Attacked:)
Comment
I had a psychic attack yesterday that I was aware of for the first time. My youngest daughter has been coming home from school for the last couple of days and throwing really intense tantrums about the littlest things.
Later I was asking her what has been going on, what she is noticing when this happens, and I told her next time to see if she could remember to feel in her body. Not long afterwards I was feeling nauseous and later got this really bad headache. It persisted and I remembered I had seen this article again recently. I was not able to read it until after swim lessons, soccer tryouts, dinner and bedtime so by this time I had been feeling it for over 4 hours! Finally, when the kids went to bed I reread the article and had time to work with several things that you shared. I felt so much going on that I was able to work with and process that I am grateful for the experience.

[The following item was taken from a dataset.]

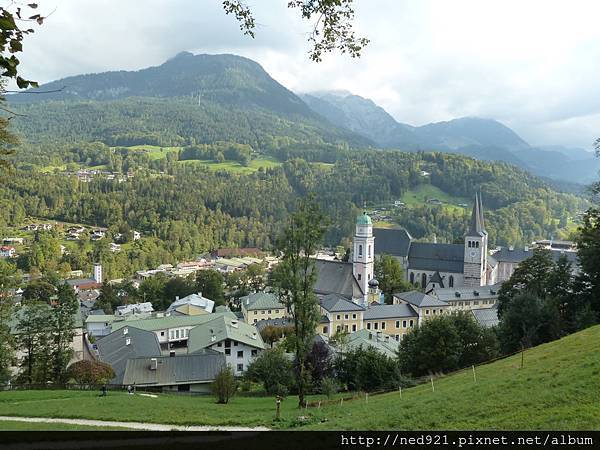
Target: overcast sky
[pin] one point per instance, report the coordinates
(534, 65)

When reading about cutting the energetic ties I was resistant. I felt it was connected to my daughter and the part where you said "my mother's consciousness might suffer from the removal of the bridge," the energy work I have done that says you naturally have this connection with your kids and an idea that maybe I somehow could help process it and it would help her too (I would choose to suffer rather than her) kept me from doing this part. After sitting with this today I see this is all just my own fear and attachment. I am wondering though wouldn't the cord just reattach between us rather quickly anyway or do both parties have to need something from it? Is it EVER helpful or ok to have an energetic connection to you kids or anyone else?